ATOM Documentation

← Back to App

V2 Graph Architecture: PostgreSQL-Backed GraphRAG

Executive Summary

This document outlines the architecture for the **V2 GraphRAG Engine**, which replaces previous in-memory (NetworkX) and disk-based embedded prototypes. The V2 engine leverages **PostgreSQL** for graph storage and traversal, and **LanceDB** for high-dimensional vector search, providing a stateless, scalable, and ACID-compliant foundation for the ATOM Cloud platform.

1. The Core Problem

Previous iterations of GraphRAG (V1) were **stateful and in-memory**.

  • **Scaling Limit**: Loading an entire graph into Python RAM was viable only for small tenants.
  • **Resource Competition**: Resident memory growth on ATOM Cloud Elastic Nodes risked OOM crashes as workspace density increased.
  • **Consistency**: In-memory graphs lacked the transactional integrity required for enterprise-grade knowledge management.

2. The Solution: Relational Graph (V2)

The V2 engine treats the knowledge graph as a **stateless relational structure**.

Components

  1. **Graph Store**: **PostgreSQL**
  • **Models**: GraphNode and GraphEdge.
  • **Traversal**: Uses **SQL Recursive Common Table Expressions (CTEs)** to perform deep graph traversal directly in the database.
  • **Persistence**: Managed ATOM Cloud PostgreSQL instances.
  1. **Vector Store**: **LanceDB**
  • Stores text embeddings for semantic retrieval.
  • **Sync**: Episodes and extracted entities are mirrored to LanceDB for hybrid search capabilities (keywords + semantics + relationships).
  1. **Extraction Pipeline**: **Background Workers**
  • **Workflow**: Document Ingest → LLM Entity Extraction → Relation Mapping → PostgreSQL/LanceDB Upsert.
  • **Orchestration**: Triggered via webhooks or manual ingestion events.

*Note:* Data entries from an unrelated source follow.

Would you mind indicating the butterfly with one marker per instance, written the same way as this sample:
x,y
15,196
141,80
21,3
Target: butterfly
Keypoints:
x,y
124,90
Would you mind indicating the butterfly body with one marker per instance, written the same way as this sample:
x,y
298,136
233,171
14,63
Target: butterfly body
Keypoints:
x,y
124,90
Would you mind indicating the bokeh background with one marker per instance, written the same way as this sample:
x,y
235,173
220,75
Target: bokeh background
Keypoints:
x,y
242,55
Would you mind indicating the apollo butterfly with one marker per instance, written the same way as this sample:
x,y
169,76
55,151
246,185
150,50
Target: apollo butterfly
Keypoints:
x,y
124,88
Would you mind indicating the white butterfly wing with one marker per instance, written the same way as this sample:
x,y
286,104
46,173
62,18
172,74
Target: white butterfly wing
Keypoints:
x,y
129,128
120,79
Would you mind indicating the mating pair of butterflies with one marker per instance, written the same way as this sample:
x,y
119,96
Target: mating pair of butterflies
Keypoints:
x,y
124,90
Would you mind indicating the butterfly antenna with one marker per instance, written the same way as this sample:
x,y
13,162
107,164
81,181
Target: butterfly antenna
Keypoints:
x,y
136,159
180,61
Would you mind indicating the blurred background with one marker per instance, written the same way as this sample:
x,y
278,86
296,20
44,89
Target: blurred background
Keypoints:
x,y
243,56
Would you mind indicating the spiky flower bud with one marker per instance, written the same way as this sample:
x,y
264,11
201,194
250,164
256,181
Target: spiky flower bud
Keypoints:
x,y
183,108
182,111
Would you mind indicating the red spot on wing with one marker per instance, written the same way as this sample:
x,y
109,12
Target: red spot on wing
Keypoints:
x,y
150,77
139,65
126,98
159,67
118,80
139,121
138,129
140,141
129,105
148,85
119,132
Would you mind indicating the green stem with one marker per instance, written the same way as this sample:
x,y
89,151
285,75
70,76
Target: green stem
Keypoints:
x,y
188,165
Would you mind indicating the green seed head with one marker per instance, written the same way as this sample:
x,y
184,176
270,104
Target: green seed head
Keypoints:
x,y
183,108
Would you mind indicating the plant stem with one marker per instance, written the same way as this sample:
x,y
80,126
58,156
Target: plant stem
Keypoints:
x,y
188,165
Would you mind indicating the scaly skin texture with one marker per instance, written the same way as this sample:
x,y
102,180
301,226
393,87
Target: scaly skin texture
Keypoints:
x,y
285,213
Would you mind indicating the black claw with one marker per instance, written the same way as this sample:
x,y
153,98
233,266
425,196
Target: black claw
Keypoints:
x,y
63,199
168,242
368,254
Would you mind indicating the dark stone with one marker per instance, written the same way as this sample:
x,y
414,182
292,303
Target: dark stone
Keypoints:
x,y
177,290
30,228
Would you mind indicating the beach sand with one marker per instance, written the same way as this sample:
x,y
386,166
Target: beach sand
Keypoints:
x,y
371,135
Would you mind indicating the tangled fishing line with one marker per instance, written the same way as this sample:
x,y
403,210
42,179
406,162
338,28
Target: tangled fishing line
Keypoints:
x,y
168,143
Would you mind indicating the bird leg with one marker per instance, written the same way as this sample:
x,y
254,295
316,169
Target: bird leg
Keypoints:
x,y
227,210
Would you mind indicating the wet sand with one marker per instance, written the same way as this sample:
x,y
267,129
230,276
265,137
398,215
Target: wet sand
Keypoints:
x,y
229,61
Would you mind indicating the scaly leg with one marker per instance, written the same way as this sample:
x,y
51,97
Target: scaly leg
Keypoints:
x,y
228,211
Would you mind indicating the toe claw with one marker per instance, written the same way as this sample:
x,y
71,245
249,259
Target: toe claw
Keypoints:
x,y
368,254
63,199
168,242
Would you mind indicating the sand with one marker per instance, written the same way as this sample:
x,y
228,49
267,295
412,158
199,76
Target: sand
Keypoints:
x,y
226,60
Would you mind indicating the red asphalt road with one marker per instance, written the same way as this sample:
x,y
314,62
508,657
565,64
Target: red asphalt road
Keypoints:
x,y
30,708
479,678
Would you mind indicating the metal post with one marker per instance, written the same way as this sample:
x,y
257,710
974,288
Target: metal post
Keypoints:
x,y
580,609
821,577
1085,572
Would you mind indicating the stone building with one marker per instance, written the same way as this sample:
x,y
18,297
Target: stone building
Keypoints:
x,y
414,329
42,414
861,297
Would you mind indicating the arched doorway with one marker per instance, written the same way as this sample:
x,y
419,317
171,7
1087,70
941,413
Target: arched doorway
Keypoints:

3. Deployment Architecture

Storage Layout

ComponentStorage BackendATOM Cloud ImplementationPerformance Detail
**Nodes & Edges**PostgreSQLcore.models.GraphNode/EdgeIndex-optimized recursive lookups.
**Semantic Vectors**LanceDBCloud Object Storage (S3/R2)Sub-millisecond vector similarity.
**Processing**WorkersElastic Compute NodesAsynchronous extraction via TaskQueue.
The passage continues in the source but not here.